Hertmans' viel übersetzter Roman „Krieg und Terpentin" oszilliert zwischen der Welt seines malenden Großvaters, der die Schrecken an der belgischen Front im Ersten Weltkrieg erlitt, und der Welt des 1951 geborenen Enkels. Dass dieser bisher längste und blutigste Stellungskrieg der Geschichte in Belgien wie in Frankreich bis heute der Große Krieg heißt, verweist auf das langandauernde Trauma, von dem der Enkel mit durch Dokumente entflammter Fantasie erzählt. Dabei schlüpft er bei Kriegspassagen zuweilen sogar in die Ich-Form. Ähnlich verfährt Hertmans in seinem zeitlich wie räumlich weit ausgreifenden Roman „Die Fremde", in dem er Geschichten eines mittelalterlichen Flüchtlingsliebespaares erzählt. Das packt er aber nicht in die Form eines Historienromans, vielmehr begegnet der Erzähler in der Tradition des von ihm bewunderten W. G. Sebald bei seiner Recherche heutigen Schutzsuchenden. Es ist eine tausend Jahre alte und zugleich verstörend aktuelle Geschichte über Vertreibung und Flucht.
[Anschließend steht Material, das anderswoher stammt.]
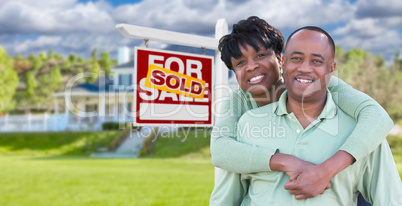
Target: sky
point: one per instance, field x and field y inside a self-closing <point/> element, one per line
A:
<point x="79" y="26"/>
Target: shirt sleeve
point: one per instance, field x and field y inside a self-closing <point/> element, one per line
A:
<point x="229" y="189"/>
<point x="226" y="152"/>
<point x="380" y="183"/>
<point x="373" y="122"/>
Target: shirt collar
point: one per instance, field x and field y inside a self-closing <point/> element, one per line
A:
<point x="330" y="109"/>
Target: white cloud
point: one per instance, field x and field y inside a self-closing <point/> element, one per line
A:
<point x="362" y="28"/>
<point x="385" y="44"/>
<point x="81" y="27"/>
<point x="378" y="9"/>
<point x="39" y="43"/>
<point x="25" y="17"/>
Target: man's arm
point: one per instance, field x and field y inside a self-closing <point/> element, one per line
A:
<point x="380" y="183"/>
<point x="229" y="189"/>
Bezeichnenderweise vermischen sich auch in Hertmans prägnantem Roman „Der Aufgang", der die Geschichte des flämischen Kollaborateurs und SS-Manns Willem Verhulst (1898-1975) erzählt, Dokumentarisches und Autobiographisches. Die Gespenster der Geschichte hausen in Hertmans' Wohnhaus, in dem einst Verhulst lebte. Wie auch Sebald montiert Hertmans dabei Fotos spannungs- und assoziationsreich zusammen. Allerdings kann der flämische Autor, der auch Theaterstücke verfasst, anders als sein deutscher Kollege meisterhaft Dialoge schreiben. Und das Motto seines Romans „Die Fremde" könnte vor jedem seiner vier auf Deutsch lieferbaren Bücher stehen: Es stammt aus Thomas Manns „Joseph und seine Brüder": „... aber die Form der Zeitlosigkeit ist das Jetzt und Hier". Wenn große Literatur nach Hertmans in der Spannung zwischen dem offiziellen Gedenken und dem, woran wir uns persönlich erinnern, entsteht, dann ist dieser Erzähler und Lyriker, Essayist und Dramatiker auf dem Weg zum Klassiker. Er zeigt planetarische Konflikte in ihren regionalen Auswirkungen.
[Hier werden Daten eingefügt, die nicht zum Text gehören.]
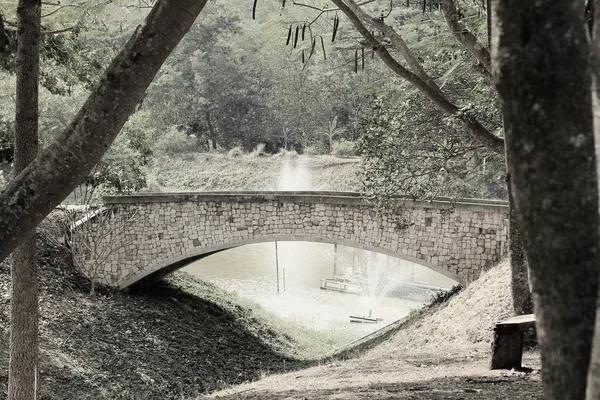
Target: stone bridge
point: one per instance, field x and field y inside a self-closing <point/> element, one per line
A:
<point x="141" y="238"/>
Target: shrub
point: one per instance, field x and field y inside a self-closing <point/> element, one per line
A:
<point x="236" y="152"/>
<point x="174" y="142"/>
<point x="259" y="150"/>
<point x="344" y="148"/>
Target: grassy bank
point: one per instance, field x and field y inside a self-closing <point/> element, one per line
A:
<point x="181" y="339"/>
<point x="213" y="171"/>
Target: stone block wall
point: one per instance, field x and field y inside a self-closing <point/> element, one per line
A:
<point x="459" y="240"/>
Künftige Umbrüche aufspüren

Verwurzelt und nicht ortlos erweist Hertmans sich auch in seinem Essayband. In 20 Passagen tastet er sich durch unsere Gegenwart, wo vieles verflochten ist wie noch nie. Es mag zunächst befremden, dass er den Klimawandel, die Krise der neoliberalen Weltordnung und die Migration als die drei großen Themen unserer Epoche benennt. Wo ist der Krieg? Und sind sie nicht miteinander verbunden, lassen sie sich überhaupt trennen? In den Reflexionen, in denen Hertmans die Eingriffe in das Leben der anderen vom Kolonialismus bis zur Zerstörung früherer Formen des Zusammenlebens diskutiert, überzeugt er: „Die wachsende soziale und ökonomische Ungleichheit wird - von der neoliberalen Marktlogik verursacht und durch den Klimawandel verstärkt - , zu noch mehr Migration führen."

Immer überraschend schwingt er sich auf den Schultern von Denkern von Sokrates bis Adorno in geistige Höhen, er nutzt aber auch Erlebtes zum Pendeln zwischen gestern und heute, zwischen Europa und anderen Weltgegenden. So erzählt er von einem afrikanischen Priester, der ihm den Antisemitismus ungewohnt erklärt, und erkennt, wenn eine Person of Colour den Antisemitismus „als Stammeskrieg unter Weißen" versteht, „dass wir alle aktuellen Probleme geopolitisch vollkommen neu kalibrieren und unsere Themen, Motive und Argumente einer geistigen Migration unterziehen müssen". Natürlich weiß Hertmans, es gibt schwarze Juden, aber da europäische Holocaustüberlebende und deren Nachkommen Israel aufbauten, da das kleine Land mittlerweile von westlichen Staaten, allen voran die USA, unterstützt wird, sehen es in viele in arabischen Ländern und im Globalen Süden als „weiß" und privilegiert an.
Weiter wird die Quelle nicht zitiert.